Respondent conditioning is some powerful stuff.

These responses are complicated, all right.

Our dogs also have these responses. Heston gets sexy ears when certain lady dogs flirt with him, and he has learned a flehman response to a number of lady dogs’ urine. Both of my dogs get excited when they see a harness, a bowl, a Kong, a brush, a lead, the car keys, my boots. Both get excited when the alarm goes, when I go to the toilet first thing in the morning, when I move my handbag. Lidy hides when things bang and there are fireworks or gun shots or thunder and Heston hides from nothing except the vet.

Learning by association is a powerful thing.

It’s also super easy. You just need to pair stuff up. It needs to be relatively timely and the second thing needs to depend on the first. Contingent and contiguous.

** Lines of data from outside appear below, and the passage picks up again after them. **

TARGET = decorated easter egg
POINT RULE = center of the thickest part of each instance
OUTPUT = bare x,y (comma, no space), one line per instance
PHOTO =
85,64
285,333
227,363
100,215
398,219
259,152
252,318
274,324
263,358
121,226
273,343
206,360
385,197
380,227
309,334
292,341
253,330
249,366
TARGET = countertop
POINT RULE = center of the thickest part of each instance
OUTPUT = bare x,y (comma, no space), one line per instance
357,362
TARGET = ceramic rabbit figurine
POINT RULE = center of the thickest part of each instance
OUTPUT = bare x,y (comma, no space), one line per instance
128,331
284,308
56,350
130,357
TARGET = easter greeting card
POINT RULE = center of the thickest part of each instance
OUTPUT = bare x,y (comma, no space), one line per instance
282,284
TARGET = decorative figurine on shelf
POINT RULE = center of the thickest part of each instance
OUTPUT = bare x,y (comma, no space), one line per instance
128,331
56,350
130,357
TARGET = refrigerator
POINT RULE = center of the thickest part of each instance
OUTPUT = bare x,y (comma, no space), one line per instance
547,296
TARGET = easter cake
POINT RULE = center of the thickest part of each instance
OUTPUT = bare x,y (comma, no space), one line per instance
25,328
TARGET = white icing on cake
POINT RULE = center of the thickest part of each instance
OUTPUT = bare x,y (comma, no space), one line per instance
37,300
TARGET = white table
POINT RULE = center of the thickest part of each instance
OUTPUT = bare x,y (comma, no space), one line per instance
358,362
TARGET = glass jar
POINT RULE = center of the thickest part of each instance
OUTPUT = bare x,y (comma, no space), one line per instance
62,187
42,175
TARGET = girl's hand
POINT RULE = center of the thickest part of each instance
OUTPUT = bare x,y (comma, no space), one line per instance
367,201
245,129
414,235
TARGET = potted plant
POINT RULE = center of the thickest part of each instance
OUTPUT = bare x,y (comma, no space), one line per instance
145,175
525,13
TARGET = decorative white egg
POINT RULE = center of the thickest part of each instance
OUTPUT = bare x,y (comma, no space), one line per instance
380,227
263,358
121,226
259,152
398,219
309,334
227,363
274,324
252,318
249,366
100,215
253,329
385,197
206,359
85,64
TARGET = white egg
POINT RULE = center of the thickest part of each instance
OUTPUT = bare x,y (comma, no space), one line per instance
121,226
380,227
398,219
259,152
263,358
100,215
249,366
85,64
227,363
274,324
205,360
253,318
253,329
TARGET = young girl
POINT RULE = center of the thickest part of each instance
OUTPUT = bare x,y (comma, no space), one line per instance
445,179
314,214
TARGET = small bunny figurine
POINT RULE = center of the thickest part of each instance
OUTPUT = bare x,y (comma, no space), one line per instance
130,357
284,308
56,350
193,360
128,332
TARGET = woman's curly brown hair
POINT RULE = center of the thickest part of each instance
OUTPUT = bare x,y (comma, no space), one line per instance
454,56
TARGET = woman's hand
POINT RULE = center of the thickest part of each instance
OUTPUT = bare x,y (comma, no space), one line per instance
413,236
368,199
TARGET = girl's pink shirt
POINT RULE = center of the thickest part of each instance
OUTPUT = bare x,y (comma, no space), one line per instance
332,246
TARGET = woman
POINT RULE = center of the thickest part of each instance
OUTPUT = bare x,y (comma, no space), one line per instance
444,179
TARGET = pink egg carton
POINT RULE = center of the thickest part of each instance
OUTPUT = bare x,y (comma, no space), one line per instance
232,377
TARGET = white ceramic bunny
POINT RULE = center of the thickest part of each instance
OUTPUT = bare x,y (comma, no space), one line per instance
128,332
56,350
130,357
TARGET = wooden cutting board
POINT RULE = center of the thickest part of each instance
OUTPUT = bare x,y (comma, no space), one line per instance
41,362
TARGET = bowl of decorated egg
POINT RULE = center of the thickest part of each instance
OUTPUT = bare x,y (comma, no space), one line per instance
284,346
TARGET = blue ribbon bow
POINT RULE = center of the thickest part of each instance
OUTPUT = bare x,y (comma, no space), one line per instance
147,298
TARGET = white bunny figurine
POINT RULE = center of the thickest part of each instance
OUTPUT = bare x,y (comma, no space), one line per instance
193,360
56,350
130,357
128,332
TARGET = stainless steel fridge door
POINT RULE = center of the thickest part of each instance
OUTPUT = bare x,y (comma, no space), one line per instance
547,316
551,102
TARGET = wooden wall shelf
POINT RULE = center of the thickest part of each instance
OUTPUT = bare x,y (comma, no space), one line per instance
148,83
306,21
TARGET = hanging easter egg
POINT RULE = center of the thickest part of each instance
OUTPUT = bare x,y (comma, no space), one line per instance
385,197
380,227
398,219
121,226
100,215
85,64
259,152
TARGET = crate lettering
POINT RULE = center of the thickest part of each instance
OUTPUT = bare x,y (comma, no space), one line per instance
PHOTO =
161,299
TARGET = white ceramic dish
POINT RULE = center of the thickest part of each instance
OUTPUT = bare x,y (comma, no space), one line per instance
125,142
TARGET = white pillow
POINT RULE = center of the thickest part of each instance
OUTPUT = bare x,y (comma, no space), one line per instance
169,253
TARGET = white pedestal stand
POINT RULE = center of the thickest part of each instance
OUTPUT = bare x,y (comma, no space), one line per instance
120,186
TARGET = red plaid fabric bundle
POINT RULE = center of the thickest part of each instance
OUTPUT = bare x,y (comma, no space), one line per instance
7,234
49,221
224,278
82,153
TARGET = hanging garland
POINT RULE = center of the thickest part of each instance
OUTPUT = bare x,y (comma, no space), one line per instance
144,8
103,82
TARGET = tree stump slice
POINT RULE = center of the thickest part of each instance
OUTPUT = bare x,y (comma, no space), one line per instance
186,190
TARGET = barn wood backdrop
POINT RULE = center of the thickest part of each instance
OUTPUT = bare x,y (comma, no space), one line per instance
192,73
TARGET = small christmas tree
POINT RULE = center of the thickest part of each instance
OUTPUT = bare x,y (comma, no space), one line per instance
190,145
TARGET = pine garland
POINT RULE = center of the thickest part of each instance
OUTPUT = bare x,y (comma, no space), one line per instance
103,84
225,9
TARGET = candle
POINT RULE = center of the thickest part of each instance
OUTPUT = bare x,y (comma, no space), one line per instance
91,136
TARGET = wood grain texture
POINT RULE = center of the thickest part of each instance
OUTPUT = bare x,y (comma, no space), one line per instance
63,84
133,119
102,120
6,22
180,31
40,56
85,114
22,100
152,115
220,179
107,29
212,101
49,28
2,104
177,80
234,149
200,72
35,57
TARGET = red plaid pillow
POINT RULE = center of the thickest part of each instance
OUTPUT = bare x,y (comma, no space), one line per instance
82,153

Walks depend on me having been to the toilet first. They depend on me putting my boots on. Car trips depend on me picking my handbag up and my car keys. Brushing depends on me holding the brush. Games depend on me picking up a toy. Dinner time depends on me getting the bowls and feeders out.

These things in themselves come to elicit the same bodily reaction, or frustration, or even anticipation.

Then there’s something called second-order conditioning, where the thing before the thing comes to predict the other thing. Like seeing the golden Arches predicts MacDonalds predicts Happy Meals for kids which predict salivation… and me going to the toilet predicts I’ll put my boots on predicts I’ll take the dogs out for a walk.

Life is a chain of associations.

However, sometimes those associations can be over-exciting. The smell of cats is intensely exciting for one of my dogs. The smell of deer and boar is for my other. The smell of other dogs can be a threat. You can read all about why this is problematic in my post about dogs thinking fast and slow. The flash of light or the flash of movement of a car on the horizon can set off the same behaviours as a dog chasing prey.

Those sign stimuli that can elicit a response can be surprisingly brief and surprisingly powerful. I can’t blame dogs for feeling the urge to chase a car when I get goosepimples within two words of Unchained Melody and I’m weeping by the end of the first verse.

Often, these associations formed by respondent conditioning are just stuff that helps us get through the day. Other times, they can become phobias or responses that interfere with our welfare. For our dogs, they can be so powerful that they can disrupt training and derail a ‘normal’ existence, whatever that may be. If your pathological response is to be hijacked into barking in a frenzy for ten minutes just because you think you might have seen another dog, that’s one response that is definitely not adaptive. If your pathological need to control motion is so strong that it will force you to run into a stream of traffic, that is not adaptive. If you can’t rest for hours because a microwave binged, that is not adaptive.

Luckily, we have ways to help us overcome those conditioned responses. Respondent counterconditioning is a powerful tool we can use to help us move towards a more healthy response if we’re feeling like flotsam on the tide of life, unable to choose our own more adaptive behaviour, at the beck and call of the universe and whatever it tells us to do. Next week, I’ll take a good long look at respondent counterconditioning and explain why it’s such a useful tool for anyone looking to help their dog (and even themselves) cope better. If your dog is at the mercy of the world around them, hijacked by fear, forced into reactivity, overly sensitive to the stimuli they’re surrounded by, desperately trying to chase anything that even hints at moving, then respondent counterconditioning will be your powerful ally.